Fiona Millar

What position do you hold at GVN? What has been your career path so far?

Fiona Millar, GVN Program Specialist

Fiona: I am the GVN Program Specialist for our Africa Volunteer Programs, and a few of our Asia Programs. My role mainly focuses on assisting volunteers with their preparations – both practical and mental – for their time overseas. I also work very closely with our partner program staff in each country, finalising details for placements and projects and generally providing support for the work they do.

AAfter studying a Bachelor of Arts in Development and International Relations, I interned and worked in fundraising for GVN Foundation (GVN’s non-profit grants and distribution arm) on various campaigns. It was a natural progression from there to my current role, as I get to work with the same great local projects in a more hands-on role.

What do you enjoy most about your role at GVN?

Fiona: One of my main passions is encouraging and enabling people to take action about the issues they care about. My role gives me the unique opportunity to do this, but I also get to hear from volunteers when they return home about what they’ve learnt, the connections they’ve built and the overall impact the experience has had on them.

On the flipside, I also work with some fantastic people around the world in Africa and Asia who are committed to the development and empowerment of their community – they continually inspire me, and their work is incredibly motivating!

Often, when people think of “developing countries”, a lot of negative words spring to mind – poverty, illness, and images of sadness or hopelessness. My role at GVN has showed me the opposite – there is so much life, motivation, innovation, creativity and spirit in the communities we work with. It’s great to be able to contribute in my small way to helping them achieve the goals of their community in whatever direction they lead us.

Did you volunteer abroad? If so, where and what inspired you to go?

Fiona: My first taste of international volunteering was when I was 17 - during a trip to Vietnam to study history, I spent some time at a local orphanage for children with severe disabilities. That experience stuck with me, and the trip to Vietnam as a whole sparked a love of travel and grassroots development and helped me understand the importance of my role in the global community.

Skip forward and I visited GVN’s Vietnam Children’s Project on a backpacking trip – in a weird moment of déjà vu, I was coincidentally back in the same orphanage from years earlier.
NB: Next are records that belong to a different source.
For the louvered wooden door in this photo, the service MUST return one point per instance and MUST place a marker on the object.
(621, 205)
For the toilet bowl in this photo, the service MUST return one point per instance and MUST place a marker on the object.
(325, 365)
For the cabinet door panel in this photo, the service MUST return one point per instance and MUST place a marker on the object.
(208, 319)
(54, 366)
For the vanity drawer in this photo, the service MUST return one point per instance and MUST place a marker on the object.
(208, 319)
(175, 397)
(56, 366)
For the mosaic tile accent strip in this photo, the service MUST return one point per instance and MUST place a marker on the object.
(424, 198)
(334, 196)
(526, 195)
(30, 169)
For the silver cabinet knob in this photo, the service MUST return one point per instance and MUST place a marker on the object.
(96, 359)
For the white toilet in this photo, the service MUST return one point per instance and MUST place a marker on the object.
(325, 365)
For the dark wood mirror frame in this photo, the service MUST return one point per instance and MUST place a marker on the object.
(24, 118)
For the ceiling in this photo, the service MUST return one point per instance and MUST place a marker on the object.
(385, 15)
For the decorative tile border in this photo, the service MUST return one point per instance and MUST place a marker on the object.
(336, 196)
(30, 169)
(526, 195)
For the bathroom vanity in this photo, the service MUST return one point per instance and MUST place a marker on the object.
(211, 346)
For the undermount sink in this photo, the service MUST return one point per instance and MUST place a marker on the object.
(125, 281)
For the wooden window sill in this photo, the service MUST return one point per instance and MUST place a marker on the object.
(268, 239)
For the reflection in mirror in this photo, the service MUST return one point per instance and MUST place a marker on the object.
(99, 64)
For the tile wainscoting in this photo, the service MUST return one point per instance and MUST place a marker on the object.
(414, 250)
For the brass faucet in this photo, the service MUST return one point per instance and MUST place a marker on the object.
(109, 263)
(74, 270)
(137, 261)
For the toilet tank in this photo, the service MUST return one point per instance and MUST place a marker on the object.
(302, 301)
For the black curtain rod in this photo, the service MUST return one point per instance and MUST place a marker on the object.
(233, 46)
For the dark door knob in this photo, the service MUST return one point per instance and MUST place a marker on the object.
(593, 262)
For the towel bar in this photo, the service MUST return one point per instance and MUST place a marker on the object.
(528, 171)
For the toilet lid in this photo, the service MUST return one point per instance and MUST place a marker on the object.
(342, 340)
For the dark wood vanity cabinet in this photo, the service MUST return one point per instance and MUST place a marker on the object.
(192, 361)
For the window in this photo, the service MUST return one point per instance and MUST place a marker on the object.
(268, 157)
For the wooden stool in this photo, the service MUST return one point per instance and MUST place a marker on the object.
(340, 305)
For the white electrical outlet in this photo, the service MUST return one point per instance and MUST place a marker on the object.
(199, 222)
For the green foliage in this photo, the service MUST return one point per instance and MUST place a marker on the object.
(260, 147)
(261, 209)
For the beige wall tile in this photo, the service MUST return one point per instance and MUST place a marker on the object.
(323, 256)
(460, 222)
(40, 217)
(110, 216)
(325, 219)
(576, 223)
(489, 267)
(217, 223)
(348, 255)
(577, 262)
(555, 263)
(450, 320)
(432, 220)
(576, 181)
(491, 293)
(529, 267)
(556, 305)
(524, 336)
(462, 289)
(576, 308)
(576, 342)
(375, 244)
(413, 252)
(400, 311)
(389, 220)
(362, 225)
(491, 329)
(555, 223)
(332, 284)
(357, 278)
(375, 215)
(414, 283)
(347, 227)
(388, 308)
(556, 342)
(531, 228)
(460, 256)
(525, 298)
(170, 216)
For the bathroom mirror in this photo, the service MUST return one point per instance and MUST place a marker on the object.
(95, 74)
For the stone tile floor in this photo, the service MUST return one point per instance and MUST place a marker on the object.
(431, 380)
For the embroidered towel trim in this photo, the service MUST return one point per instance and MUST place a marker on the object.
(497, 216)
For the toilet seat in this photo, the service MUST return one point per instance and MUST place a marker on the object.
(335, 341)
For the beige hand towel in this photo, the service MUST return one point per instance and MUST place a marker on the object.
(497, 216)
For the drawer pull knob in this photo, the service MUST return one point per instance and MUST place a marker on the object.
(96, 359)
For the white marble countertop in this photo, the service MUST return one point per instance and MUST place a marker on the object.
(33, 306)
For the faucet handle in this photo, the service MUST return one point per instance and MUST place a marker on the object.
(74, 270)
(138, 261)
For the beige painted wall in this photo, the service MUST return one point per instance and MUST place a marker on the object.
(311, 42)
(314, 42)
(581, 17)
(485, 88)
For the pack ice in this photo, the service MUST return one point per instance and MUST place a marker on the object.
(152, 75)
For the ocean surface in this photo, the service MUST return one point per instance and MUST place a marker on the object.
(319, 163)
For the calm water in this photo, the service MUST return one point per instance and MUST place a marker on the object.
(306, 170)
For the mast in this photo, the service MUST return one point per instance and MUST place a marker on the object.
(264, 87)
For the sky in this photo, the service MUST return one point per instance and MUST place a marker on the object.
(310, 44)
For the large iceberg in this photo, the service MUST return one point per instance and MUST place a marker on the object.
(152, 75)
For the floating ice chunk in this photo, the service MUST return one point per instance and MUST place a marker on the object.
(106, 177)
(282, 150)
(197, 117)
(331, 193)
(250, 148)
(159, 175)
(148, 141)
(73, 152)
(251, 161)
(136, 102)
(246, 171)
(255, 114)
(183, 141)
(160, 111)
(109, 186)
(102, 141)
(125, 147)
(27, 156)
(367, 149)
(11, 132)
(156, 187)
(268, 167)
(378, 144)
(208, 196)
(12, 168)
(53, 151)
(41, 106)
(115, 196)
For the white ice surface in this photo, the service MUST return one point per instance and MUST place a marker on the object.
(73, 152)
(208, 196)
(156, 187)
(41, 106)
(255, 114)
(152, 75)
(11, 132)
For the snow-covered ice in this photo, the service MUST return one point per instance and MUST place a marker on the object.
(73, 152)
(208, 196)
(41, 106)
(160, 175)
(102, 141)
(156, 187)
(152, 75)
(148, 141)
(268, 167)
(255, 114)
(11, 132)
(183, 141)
I felt like I had come full circle and knew I needed to be more involved in GVN, which is when I started my current role.

I’ve also spent time at GVN projects in Nepal and Uganda. I have equally great things to say about all of them, and the people I have met - volunteers, staff and community members alike – are some of the most warm-hearted people I know.

Which GVN program do you have your eyes on for your next adventure?

Fiona: Without a doubt, I would most love to spend time in our Ethiopia Program. Volunteers work with a small rehabilitation-style school – only about 15 – 25 kids aged 5 to 8 years. Each year, a new group of children from disadvantaged backgrounds are enrolled and they spend a year taking classes, life skills sessions, and extracurricular activities to kick start their education before entering a local government school

The families of these kids also receive some different training to help improve their situation – learning income generating skills or taking life skills workshops on health and nutrition. We’ve also just received donations to continue a lunchtime feeding project for the kids, which has vastly improved their general health, nutrition and concentration in classes.

Every volunteer who returns from Ethiopia has said that the benefits of this program for the community are so clear, and it’s a great example of how international efforts can support a locally run and empowering project.

I would also love to return to Nepal – we have a new program there working with women who haven’t had the chance at an education before. The ladies are great, and so motivated to learn as they missed out on getting an education when they were younger.